As Chris explains: "When trends are over-extended, they have had a lot of time to attract various players into the market, with the institutional players being first, the more advanced players who sniff out the new trend second, and the retail traders third. By the end of a trend, as the retail traders get in, you have the greatest imbalance between buyers and sellers."

We can see how Feb 5 high qualifies as a sizeable, above average bull candle, which also occurs at a key resistance as mentioned, with the price activity leading up to the temporary top very impulsive in nature since January 10. Furthermore, price has now spent the longest below the 20-EMA since the rally started, another potential sign that bears may be gaining traction

Technically, the upward stepping formation which led to the 20+ big figure gain from Dec to Feb is also teetering, with the lower lows and higher highs structure breaking down -as clearly seen on a H4 chart - , adding weigh to a possible reversal in prices. At the moment, price is holding and treating key 124.00 low point/past support as resistance capping prices.

FXstreet.com contributor and FXWW founder Sean Lee, has also turned timidly bearish the pair, noting: "EUR/JPY is in retracement mode with possibilities for a move to 121.00. The next layer of support is near 122.30/50 whilst resistance levels should be firm near Friday’s highs at 125.50/60." Sean prefers to play the edges of this range with a bearish bias.

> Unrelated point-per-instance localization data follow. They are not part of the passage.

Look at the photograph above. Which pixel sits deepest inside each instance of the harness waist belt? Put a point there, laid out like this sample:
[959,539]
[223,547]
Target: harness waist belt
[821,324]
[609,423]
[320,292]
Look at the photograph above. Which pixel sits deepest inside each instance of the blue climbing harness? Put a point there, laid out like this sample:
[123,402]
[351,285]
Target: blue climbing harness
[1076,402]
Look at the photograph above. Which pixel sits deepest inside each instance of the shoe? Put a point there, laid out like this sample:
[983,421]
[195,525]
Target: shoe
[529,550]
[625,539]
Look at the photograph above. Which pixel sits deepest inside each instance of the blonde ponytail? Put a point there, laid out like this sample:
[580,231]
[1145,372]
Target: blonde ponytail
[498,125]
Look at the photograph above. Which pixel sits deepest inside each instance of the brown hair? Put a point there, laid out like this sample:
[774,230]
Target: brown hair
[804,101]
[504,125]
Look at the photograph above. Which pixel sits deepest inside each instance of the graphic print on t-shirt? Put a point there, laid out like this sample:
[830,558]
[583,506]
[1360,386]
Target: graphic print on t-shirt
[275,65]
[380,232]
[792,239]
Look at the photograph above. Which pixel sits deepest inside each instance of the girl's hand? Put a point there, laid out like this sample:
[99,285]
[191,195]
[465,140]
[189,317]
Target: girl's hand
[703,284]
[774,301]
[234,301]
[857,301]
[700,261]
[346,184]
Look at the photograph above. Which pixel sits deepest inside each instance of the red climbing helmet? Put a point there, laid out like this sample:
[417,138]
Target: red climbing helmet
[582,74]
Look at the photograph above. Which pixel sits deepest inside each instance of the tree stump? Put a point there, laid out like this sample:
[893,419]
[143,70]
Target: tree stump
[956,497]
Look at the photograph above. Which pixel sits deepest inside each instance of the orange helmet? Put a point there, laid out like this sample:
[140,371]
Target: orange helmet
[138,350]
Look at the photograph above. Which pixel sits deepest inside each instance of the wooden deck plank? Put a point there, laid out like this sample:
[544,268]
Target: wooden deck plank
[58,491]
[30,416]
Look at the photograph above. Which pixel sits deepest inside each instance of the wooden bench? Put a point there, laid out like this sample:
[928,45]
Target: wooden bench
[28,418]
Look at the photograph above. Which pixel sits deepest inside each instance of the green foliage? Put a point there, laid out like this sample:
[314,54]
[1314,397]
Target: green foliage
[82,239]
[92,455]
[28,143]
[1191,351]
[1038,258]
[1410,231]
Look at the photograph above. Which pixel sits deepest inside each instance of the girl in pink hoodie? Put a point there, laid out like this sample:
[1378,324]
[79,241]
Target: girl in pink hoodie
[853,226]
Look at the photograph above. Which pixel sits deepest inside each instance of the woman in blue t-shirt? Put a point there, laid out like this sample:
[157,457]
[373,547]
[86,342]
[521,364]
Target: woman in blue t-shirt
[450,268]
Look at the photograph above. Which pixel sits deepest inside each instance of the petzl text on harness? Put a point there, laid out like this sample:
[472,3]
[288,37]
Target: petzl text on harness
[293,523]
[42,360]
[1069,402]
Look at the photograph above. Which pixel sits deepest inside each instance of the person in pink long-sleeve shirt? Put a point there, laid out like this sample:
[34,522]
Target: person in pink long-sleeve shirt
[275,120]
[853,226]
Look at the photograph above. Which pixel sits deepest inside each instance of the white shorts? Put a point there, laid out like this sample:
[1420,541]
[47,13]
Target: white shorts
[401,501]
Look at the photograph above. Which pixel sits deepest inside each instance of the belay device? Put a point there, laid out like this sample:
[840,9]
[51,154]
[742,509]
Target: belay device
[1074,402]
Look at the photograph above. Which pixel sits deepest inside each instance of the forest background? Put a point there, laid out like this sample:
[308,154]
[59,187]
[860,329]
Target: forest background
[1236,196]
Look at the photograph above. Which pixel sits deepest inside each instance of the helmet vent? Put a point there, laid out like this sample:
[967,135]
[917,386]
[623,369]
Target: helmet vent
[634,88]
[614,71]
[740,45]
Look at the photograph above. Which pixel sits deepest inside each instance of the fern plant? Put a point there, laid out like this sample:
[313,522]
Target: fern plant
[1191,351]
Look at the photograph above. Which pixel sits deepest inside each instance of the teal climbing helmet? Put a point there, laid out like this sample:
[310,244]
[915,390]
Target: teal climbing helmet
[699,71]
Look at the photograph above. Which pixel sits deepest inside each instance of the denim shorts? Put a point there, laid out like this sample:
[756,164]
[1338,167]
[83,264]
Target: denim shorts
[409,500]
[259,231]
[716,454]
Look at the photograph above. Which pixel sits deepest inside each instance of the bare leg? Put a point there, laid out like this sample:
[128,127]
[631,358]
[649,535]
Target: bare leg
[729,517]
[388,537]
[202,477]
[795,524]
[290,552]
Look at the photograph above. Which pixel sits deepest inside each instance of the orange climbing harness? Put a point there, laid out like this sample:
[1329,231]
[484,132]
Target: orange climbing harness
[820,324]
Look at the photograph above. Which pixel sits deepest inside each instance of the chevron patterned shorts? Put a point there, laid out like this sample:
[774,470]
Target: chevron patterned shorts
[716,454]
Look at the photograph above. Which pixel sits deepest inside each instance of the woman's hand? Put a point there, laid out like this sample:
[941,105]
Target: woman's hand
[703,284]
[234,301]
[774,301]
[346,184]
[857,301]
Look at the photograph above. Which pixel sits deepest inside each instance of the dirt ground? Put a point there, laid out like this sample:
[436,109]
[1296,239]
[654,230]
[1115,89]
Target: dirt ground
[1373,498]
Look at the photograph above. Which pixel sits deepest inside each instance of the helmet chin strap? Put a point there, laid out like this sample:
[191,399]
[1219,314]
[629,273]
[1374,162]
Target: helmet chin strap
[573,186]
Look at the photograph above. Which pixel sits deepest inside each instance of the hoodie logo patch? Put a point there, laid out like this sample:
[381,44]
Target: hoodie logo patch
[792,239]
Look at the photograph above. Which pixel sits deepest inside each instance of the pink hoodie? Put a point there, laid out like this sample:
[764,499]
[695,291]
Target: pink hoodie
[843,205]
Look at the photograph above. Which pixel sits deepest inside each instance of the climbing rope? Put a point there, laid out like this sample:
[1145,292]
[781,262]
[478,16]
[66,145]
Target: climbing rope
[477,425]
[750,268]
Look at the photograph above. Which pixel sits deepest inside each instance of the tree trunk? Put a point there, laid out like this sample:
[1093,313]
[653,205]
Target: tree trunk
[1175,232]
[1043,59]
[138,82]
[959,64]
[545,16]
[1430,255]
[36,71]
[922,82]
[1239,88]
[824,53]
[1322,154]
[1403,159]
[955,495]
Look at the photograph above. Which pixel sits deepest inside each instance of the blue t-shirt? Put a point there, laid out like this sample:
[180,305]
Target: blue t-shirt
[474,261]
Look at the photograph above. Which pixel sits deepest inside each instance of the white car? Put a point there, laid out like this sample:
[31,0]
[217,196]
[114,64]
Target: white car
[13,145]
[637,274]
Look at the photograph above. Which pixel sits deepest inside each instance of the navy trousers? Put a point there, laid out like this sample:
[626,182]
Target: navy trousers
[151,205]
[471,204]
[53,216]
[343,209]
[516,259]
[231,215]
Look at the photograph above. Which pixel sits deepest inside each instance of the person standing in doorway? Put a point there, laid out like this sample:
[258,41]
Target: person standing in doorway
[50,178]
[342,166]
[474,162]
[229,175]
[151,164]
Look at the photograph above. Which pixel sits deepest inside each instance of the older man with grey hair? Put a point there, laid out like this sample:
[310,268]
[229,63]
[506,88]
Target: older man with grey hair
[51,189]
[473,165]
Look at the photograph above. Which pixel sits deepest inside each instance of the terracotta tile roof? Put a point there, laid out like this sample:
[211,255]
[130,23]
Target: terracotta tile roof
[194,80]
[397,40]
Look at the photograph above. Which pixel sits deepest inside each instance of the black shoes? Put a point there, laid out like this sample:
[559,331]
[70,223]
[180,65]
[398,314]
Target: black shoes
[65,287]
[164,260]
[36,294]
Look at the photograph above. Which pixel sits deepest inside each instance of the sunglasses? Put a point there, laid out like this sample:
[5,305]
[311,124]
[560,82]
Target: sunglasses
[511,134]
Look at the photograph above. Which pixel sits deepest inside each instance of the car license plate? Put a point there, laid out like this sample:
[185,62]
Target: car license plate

If one is to look for further confirmation that a sharper rotation may be brewing, perhaps waiting for a final push higher from recent lows with failure to make a higher high above 127.70 may further confirm the onset of a new short-term (for now) bearish bias. Furthermore, should price struggle to regain the upside of the 20ema on a potential bounce, this will also be signaling that market players are now using the indicator as dynamic resistance.

A break of 122.60/70, Jan 25 high, is likely to further destabilize the bull's control, potentially sparkling more liquidation. On the contrary, a recovery above 126.00 may lift up hopes for buyers for yet another attempt towards new trend highs.

Moreover, since we have observed a tight correlation between Japanese officials referrals to the Yen value and the sensitive reaction of the currency, the latest comments by Japanese Finance Minister Taro Aso, saying that "yen has weakened more than intended" may have opened a can of worms for the Yen sellers.